続く激論。カメレル氏の提案に対し、ルシラー学園長が示した道


 審議が再開されるなり、カメレル氏の口から、再度議論した結果、適格者が独立した学科として存続する“潜在的価値”、及び“模範的役割”を認める旨の発言が飛び出す。

 同時に、漂泊者氏が語ったように、エクソストライダーなき今、“新たな活路を見出す重責を担える者”だけが、“適格者”と呼ばれる資格を持つべきだという見解も示した。 


 その上で審査会は、ラベル学部は存続させるが、今後の適格者育成計画は審査団による“直接指導と審査”を受ける、“妥協案”を提示した。

 しかし、ルシラー学園長はその必要はないと反論。

 
「こうしている今も、彼ら“適格者“たちは、この世界で最も“文明の活路”に近い場所にいるのです」と、答えたのだ。


 ルシラー学園長はその証拠として、アレフ1との戦いで得た探査機“スターゲイザー”の音声記録を提示した。

▲カセットテープには、ザーザーというホワイトノイズが記録されていた。

 「ただのノイズではないのか」と問われた学園長は、この音声記録こそがソラリスの先駆者たちが残してくれた“希望”そのものであり、未来に向かってもう一度踏み出さなければならない、と反論。

 だがカメレル氏は、精神論と適格者たちの間に、何の関係があるのか理解できないとの見解を示す。

 対するルシラー学園長は、“ラベル学部の研究成果を集約し外因性共鳴による制御を用いた、周波数干渉を徹底的に遮断する宇宙船“を建造可能だ、とラベル学部の可能性を示した。

 同時に適格者たちには、その翼を操るだけの教育を充分過ぎるほど施してきたと、これまで行ってきた教育への自信もあらわにする。


 一方、カメレル氏は“ストライダーゲート”は既に閉ざされており、その向こうには道すら存在しないと断言。

 それに対し、ルシラー学園長は以下のように訴えた。

 
「……文明の活路が、この“下”にしかないなんて、誰が決めたのですか?」


 この学園長の一言が、会場の雰囲気を一変させた。

 適格者たちの多くが心を動かされ、ある生徒は「星空……」と口にし、天井に煌めく星空を見つめていた。

 だが、カメレル氏も譲らない。


 あの天空海に近づけばどうなるのか? と、危険性を指摘。

 対するルシラー学園長は、“外因性共鳴”を使える今のスタートーチ学園なら、“あの壁”を乗り越える力がある、との考えを示した。

 その堂々とした発言をへし折るかのように、「失敗すれば、宇宙船は棺桶になる」と力強く言い放つカメレル氏。

 その言葉にはルシラー氏にも思うところがあったのか、徐々に表情が険しくなり、とうとう俯いてしまう。


 その瞬間だった。

 これまで沈黙していた適格者たちが、その場で一斉に立ち上がったのだ。

 何か言葉を発したわけではない。

 それでも、彼らが浮かべた毅然とした表情から、危険は承知の上で、人類の未来を切り開くために進み続けようとする、ルシラー学園長を支持する強い意思が伝わってくるかのようだった。

▲立ち上がった生徒たちの表情からは、ルシラー氏への強い信頼と意思を感じ取ることができた。

 愛する教え子たちからの後押しを受けたルシラー学園長は、一瞬で自信を取り戻したようだった。


 そして、声を高らかに宣言する。

「もし答えが『死』の向こう側にあるのなら――」

「辿り着いてみせましょう!」
「私の最高の教え子たちが……あの空に風穴を開けてみます!」

 生徒たちの勇気ある行動、ルシラー学園長の希望に満ちた宣言に、会場は熱気に包まれていた。

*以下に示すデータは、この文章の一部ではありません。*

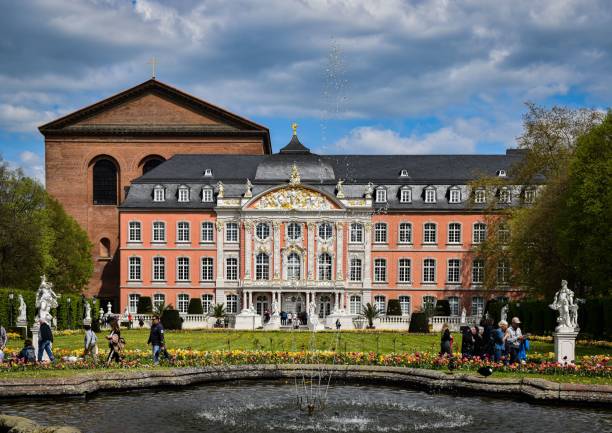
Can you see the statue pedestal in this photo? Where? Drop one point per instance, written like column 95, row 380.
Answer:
column 565, row 346
column 248, row 320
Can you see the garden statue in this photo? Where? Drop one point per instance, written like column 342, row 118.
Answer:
column 46, row 299
column 22, row 318
column 567, row 306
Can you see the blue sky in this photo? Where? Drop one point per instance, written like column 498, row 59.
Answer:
column 376, row 76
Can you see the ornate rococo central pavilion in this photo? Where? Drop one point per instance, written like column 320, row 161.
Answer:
column 300, row 228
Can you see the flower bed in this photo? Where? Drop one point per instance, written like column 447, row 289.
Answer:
column 588, row 366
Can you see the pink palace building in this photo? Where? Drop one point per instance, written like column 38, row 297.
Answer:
column 295, row 227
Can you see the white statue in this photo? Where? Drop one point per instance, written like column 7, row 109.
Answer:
column 340, row 189
column 567, row 306
column 504, row 313
column 45, row 300
column 249, row 189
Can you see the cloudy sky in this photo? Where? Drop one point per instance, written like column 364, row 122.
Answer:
column 372, row 76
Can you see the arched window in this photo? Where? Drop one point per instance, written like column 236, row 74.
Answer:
column 325, row 265
column 293, row 266
column 105, row 182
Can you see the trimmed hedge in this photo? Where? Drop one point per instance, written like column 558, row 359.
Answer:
column 195, row 306
column 394, row 308
column 419, row 323
column 145, row 306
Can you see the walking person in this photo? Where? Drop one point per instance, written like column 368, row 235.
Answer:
column 45, row 340
column 90, row 344
column 156, row 338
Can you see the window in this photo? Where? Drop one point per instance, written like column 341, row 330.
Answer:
column 454, row 195
column 159, row 269
column 429, row 233
column 380, row 233
column 480, row 233
column 453, row 302
column 262, row 231
column 231, row 232
column 429, row 271
column 355, row 304
column 182, row 269
column 207, row 231
column 207, row 303
column 430, row 195
column 293, row 266
column 405, row 305
column 480, row 196
column 134, row 271
column 454, row 271
column 207, row 194
column 355, row 271
column 405, row 233
column 477, row 306
column 325, row 231
column 429, row 303
column 505, row 196
column 159, row 193
column 231, row 268
column 206, row 273
column 182, row 303
column 158, row 300
column 405, row 195
column 183, row 194
column 478, row 271
column 325, row 267
column 133, row 303
column 380, row 270
column 134, row 232
column 503, row 234
column 404, row 271
column 503, row 272
column 182, row 232
column 231, row 306
column 105, row 182
column 262, row 267
column 356, row 233
column 159, row 231
column 294, row 231
column 454, row 233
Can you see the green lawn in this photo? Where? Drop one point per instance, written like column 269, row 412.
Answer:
column 382, row 342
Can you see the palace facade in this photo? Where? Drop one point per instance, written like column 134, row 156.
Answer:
column 295, row 227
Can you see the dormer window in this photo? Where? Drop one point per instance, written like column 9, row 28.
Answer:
column 454, row 195
column 159, row 193
column 405, row 195
column 480, row 196
column 430, row 195
column 381, row 195
column 183, row 194
column 207, row 194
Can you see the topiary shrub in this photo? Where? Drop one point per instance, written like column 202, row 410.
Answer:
column 442, row 308
column 419, row 323
column 171, row 319
column 195, row 306
column 145, row 306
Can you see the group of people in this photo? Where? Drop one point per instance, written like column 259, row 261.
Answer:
column 504, row 343
column 116, row 343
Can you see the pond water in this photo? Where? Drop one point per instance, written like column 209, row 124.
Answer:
column 255, row 407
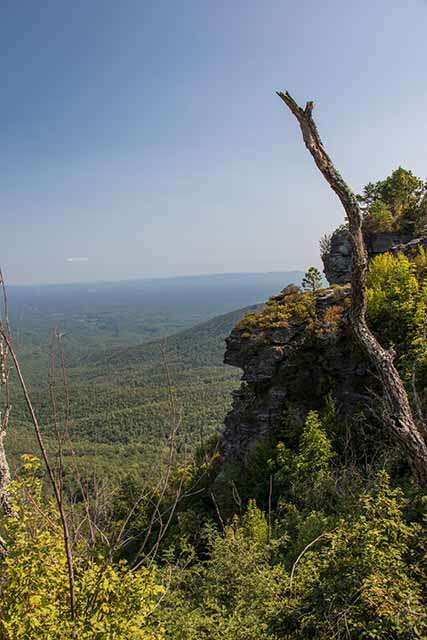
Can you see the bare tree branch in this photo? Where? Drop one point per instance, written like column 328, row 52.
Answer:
column 398, row 417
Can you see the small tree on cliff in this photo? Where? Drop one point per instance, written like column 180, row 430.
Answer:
column 312, row 280
column 397, row 412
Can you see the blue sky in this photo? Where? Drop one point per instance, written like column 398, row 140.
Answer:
column 146, row 136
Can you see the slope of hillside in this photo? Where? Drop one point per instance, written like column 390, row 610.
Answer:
column 119, row 400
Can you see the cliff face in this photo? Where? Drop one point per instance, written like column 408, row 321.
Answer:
column 337, row 260
column 299, row 348
column 288, row 370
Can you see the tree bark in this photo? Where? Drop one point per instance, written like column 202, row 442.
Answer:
column 398, row 414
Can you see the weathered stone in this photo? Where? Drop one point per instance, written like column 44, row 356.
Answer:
column 291, row 369
column 337, row 261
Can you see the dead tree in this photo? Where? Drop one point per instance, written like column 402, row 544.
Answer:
column 397, row 414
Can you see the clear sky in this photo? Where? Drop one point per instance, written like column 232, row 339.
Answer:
column 145, row 136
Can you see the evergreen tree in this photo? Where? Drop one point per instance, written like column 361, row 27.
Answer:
column 312, row 280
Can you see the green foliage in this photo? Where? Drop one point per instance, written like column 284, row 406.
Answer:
column 392, row 203
column 112, row 601
column 291, row 306
column 234, row 594
column 397, row 304
column 312, row 280
column 361, row 583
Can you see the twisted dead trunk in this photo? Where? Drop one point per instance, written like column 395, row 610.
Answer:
column 398, row 414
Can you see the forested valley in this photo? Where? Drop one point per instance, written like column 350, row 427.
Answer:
column 144, row 517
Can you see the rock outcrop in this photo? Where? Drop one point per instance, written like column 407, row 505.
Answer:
column 288, row 370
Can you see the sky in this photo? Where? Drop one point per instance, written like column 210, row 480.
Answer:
column 144, row 138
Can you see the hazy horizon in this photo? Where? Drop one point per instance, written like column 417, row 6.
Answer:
column 145, row 140
column 182, row 276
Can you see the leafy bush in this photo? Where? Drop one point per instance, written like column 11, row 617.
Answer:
column 112, row 601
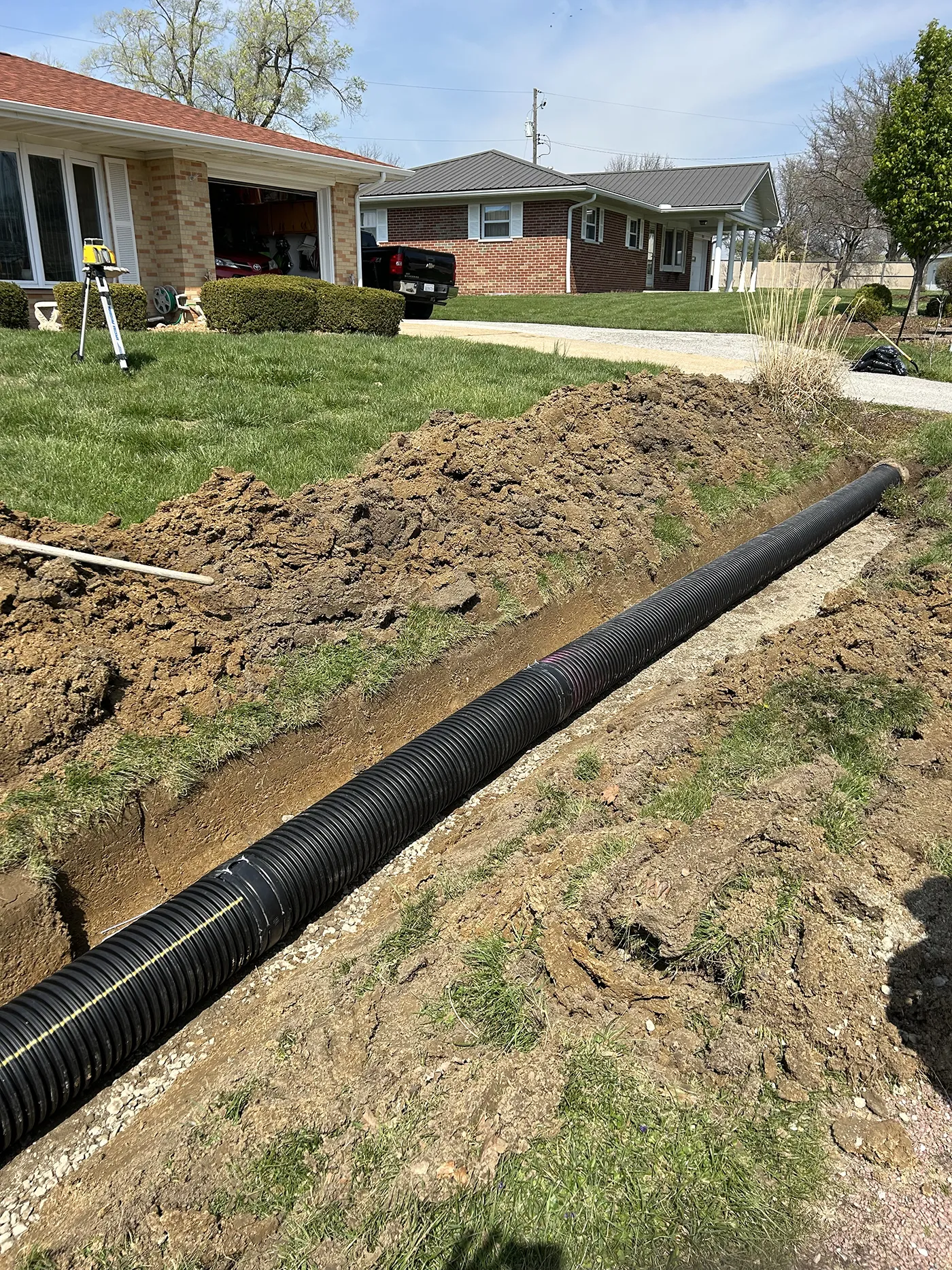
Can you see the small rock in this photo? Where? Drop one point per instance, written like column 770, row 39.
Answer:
column 881, row 1142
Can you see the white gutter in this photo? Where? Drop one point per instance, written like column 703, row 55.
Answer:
column 182, row 136
column 360, row 244
column 569, row 241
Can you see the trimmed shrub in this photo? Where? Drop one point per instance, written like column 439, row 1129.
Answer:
column 14, row 309
column 876, row 291
column 867, row 309
column 129, row 301
column 286, row 303
column 362, row 310
column 244, row 306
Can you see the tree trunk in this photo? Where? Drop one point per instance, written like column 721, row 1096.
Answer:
column 913, row 306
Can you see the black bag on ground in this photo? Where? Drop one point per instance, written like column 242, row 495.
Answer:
column 883, row 360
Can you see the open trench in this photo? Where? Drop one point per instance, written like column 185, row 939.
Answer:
column 114, row 871
column 42, row 1188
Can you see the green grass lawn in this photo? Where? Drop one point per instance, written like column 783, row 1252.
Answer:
column 79, row 441
column 635, row 310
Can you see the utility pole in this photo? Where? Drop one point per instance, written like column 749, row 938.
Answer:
column 532, row 127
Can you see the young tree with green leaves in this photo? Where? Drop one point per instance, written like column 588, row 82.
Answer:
column 262, row 61
column 911, row 182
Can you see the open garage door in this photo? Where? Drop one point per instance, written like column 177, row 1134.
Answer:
column 258, row 229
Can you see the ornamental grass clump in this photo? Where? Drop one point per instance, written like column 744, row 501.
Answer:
column 799, row 360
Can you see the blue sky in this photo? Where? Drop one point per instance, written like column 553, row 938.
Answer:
column 701, row 82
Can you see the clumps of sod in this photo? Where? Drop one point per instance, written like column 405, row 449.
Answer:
column 726, row 952
column 269, row 1184
column 496, row 1006
column 638, row 1174
column 848, row 716
column 35, row 820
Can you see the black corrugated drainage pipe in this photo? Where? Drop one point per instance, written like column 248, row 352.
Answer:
column 61, row 1037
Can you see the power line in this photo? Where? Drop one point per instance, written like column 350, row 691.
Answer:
column 496, row 92
column 594, row 101
column 50, row 35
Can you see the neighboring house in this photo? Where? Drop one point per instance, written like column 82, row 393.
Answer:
column 520, row 228
column 167, row 186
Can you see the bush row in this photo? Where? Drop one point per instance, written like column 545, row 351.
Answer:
column 281, row 303
column 13, row 305
column 129, row 301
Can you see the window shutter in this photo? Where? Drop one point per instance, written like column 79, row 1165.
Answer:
column 121, row 212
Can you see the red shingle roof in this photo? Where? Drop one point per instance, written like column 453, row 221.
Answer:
column 38, row 84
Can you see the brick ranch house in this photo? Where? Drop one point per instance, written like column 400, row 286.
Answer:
column 167, row 186
column 520, row 228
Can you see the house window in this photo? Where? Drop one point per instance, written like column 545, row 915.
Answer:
column 14, row 248
column 495, row 220
column 84, row 183
column 52, row 222
column 673, row 250
column 592, row 224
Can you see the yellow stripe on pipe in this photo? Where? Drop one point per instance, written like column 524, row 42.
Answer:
column 121, row 983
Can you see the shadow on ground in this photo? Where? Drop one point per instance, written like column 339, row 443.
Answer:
column 494, row 1251
column 921, row 983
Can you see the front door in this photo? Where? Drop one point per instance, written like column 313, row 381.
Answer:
column 698, row 259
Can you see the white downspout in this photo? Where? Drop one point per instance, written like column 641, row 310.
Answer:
column 732, row 253
column 569, row 241
column 753, row 262
column 743, row 259
column 357, row 214
column 716, row 262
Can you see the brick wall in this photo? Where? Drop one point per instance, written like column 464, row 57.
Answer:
column 533, row 265
column 182, row 249
column 141, row 196
column 609, row 265
column 343, row 215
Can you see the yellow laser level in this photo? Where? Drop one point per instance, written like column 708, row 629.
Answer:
column 99, row 266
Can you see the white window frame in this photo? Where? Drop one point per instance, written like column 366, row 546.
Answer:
column 95, row 163
column 598, row 224
column 675, row 267
column 32, row 237
column 23, row 150
column 495, row 238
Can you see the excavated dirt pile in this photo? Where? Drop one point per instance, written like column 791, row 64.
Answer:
column 785, row 945
column 435, row 518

 あまりにも強い彼らの想いに出資者たちも押されたのか、結果としてラベル学部は存続が決定。

 こうして“スタートーチ学園・ラベル学部適格者の処遇案”に関する、“第2次特別審問会”は幕を閉じた。

編集後記


 筆者は外部の人間であり、今回は取材のためにスタートーチ学園を訪れたに過ぎない。

 それでも、取材を通してルシラー学園長や生徒たちと接していく内に、何度も心を動かされていた。

 かつてこれほどまで、互いを想いあっている指導者と生徒たちの関係性を見たことがなかったからだ。


 特に審議会において、心が折れそうになっていた学園長の背中を押すかのように生徒たちが立ち上がった瞬間は、思わず涙が出そうになったほどだ(これは、本来公平な立場に立つべきマスメディアの人間としては、失格なのかもしれない)。

 文明の進化とは、厳しい道のりであり、失うものも大きい。しかし、適格者たちはそれを知った上でこの学園に入学し、強い意思を持っている。スタートーチ学園は、学園長も、生徒たちも本気なのだ。

 審議会後も、取締役会では“適格者計画”が極めて高コストかつ高リスクであり、実現が困難であることへの懸念が依然として残っているという噂話をアールト氏から耳にした。

 しかし、筆者は何も心配はいらないと感じている。生徒のことを誰よりも思っているルシラー氏、誰よりも意思が強いスタートーチ学園の生徒との絆があれば、きっと良い方向へ向かっていけるだろう。

 “スタートーチ学園”の未来、“ラハイロイ”の未来は、明るい。

 最後に、今回の取材で入手したルシラー学園長の写真の中から、とっておきの1枚を紹介する。

 それはこちらだ。


 いつも美しい彼女だが、この時だけは鬼のようだった。

 睡眠不足で相当なストレスを抱えていたのだろうか。学園長にはゆっくり休んでほしいものだ。

▲なぜこのような表情をしていたのか聞かれたところ、爽やかに「厄介なパートナーと『些細な』意見の食い違いがあった」との返答があった。